The president has announced visits to Michigan, Wisconsin, and Minnesota this coming Friday as he seeks to pick up crucial votes in the Upper Midwest.
Minnesota will be the third of his stops, as he holds a "Make America Great Again Victory Rally" at the Rochester International Airport.
The rally will start at 5 p.m., with gates opening at 2 p.m.
The president last visited Minnesota in September, holding a rally in Bemidji on the same day his Democratic rival, Joe Biden, held a campaign event in Duluth.
He was also at MSP Airport and Mankato in August.
Trump lost by a margin of just 1.5% in 2016, and has identified Minnesota as a pickup target, claiming he would have won it last time had he paid the state one more visit.
It comes as the president continues to face criticism for holding the well-attended outdoor rallies despite the current situation with COVID-19 in the country, with many of those in attendance typically not wearing masks or practicing social distancing.
A Minnesota Department of Health spokesman said this week that at least 23 cases of COVID-19 have been traced to Trump's previous rallies in Minnesota this year, two of which resulted in hospitalizations.

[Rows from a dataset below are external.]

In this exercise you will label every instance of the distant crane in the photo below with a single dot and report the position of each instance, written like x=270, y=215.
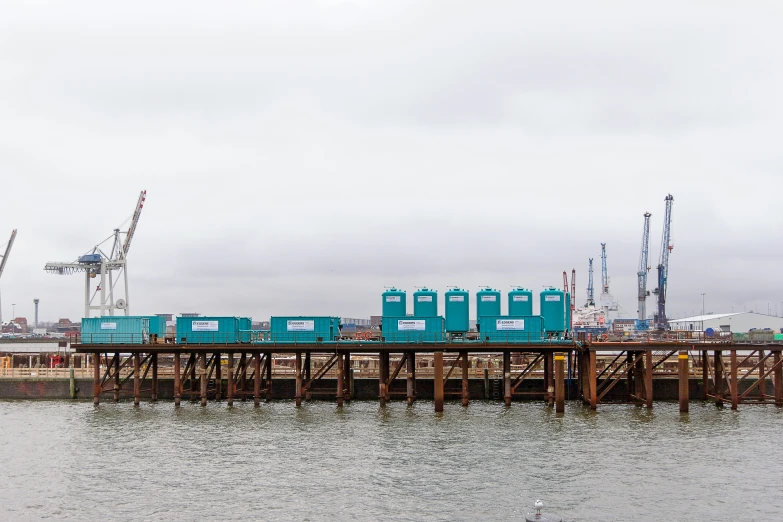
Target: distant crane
x=590, y=292
x=3, y=260
x=663, y=266
x=644, y=268
x=607, y=301
x=98, y=263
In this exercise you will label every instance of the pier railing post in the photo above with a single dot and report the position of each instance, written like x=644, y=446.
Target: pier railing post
x=438, y=381
x=465, y=390
x=684, y=374
x=559, y=383
x=177, y=382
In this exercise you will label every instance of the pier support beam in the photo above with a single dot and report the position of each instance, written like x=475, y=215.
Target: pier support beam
x=592, y=380
x=719, y=372
x=648, y=371
x=154, y=377
x=507, y=378
x=202, y=370
x=96, y=379
x=136, y=379
x=257, y=380
x=559, y=383
x=733, y=385
x=298, y=371
x=465, y=391
x=778, y=378
x=177, y=382
x=340, y=380
x=116, y=377
x=411, y=381
x=230, y=384
x=438, y=382
x=682, y=360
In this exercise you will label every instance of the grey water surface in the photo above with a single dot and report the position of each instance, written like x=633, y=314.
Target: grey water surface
x=71, y=460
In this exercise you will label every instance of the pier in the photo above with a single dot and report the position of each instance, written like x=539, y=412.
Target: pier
x=726, y=372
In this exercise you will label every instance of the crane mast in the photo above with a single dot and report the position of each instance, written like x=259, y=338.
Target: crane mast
x=663, y=265
x=644, y=267
x=590, y=291
x=3, y=260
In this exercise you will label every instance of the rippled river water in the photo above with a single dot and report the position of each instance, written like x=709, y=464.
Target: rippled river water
x=66, y=460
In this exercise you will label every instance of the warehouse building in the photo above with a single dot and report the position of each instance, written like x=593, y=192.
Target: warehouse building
x=739, y=322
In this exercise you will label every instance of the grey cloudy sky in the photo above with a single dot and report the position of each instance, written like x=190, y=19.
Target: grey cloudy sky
x=300, y=156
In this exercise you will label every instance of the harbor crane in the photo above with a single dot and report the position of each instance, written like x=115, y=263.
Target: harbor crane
x=110, y=266
x=663, y=266
x=590, y=292
x=3, y=260
x=644, y=268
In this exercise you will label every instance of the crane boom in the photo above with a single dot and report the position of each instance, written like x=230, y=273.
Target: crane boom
x=134, y=222
x=590, y=292
x=4, y=257
x=663, y=264
x=644, y=267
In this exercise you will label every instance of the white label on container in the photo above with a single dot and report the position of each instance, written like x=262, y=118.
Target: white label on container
x=204, y=326
x=510, y=324
x=300, y=326
x=403, y=325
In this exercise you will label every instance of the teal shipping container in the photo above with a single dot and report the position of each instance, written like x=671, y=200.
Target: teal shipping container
x=457, y=311
x=425, y=303
x=304, y=329
x=487, y=303
x=520, y=302
x=553, y=309
x=413, y=329
x=394, y=303
x=115, y=330
x=208, y=330
x=512, y=329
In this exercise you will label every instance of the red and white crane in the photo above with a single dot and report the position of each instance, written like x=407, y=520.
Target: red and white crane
x=110, y=267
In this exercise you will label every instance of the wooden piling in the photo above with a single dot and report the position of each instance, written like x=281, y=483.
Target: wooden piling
x=177, y=382
x=438, y=382
x=559, y=383
x=465, y=391
x=682, y=360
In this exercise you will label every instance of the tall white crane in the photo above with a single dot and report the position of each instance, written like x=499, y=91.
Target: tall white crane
x=109, y=266
x=644, y=267
x=3, y=260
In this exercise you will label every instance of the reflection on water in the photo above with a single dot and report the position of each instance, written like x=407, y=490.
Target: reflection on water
x=69, y=460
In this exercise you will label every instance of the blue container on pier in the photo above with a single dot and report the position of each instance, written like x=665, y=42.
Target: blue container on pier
x=208, y=330
x=304, y=329
x=413, y=329
x=520, y=302
x=457, y=311
x=115, y=330
x=425, y=303
x=394, y=303
x=512, y=329
x=553, y=309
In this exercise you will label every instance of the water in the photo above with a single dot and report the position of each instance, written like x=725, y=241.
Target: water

MPR News reports that the number of cases that come from president's rallies are considered relatively low, with the outdoor setting likely helping, but health officials also said that the true extent might not be known, as only around 30 percent of Minnesotans answer when asked if they've attended a recent large gathering by contact tracers.
MDH also found four cases traced to a counter-protest near the Bemidji rally, one case traced to Biden's stop in Duluth, and one case traced to an event with Eric Trump.
The nonpartisan Center for American Progress has reported that around half of the president's rallies have been followed by increases in COVID-19 cases in the county in which they're held, with the other half either appearing consistent with the pre-event trend, or declining.
Minnesota currently has a limit on gathering size, that prevents events with more than 250 people, but an estimated 2,000 people attended his rally in Bemidji.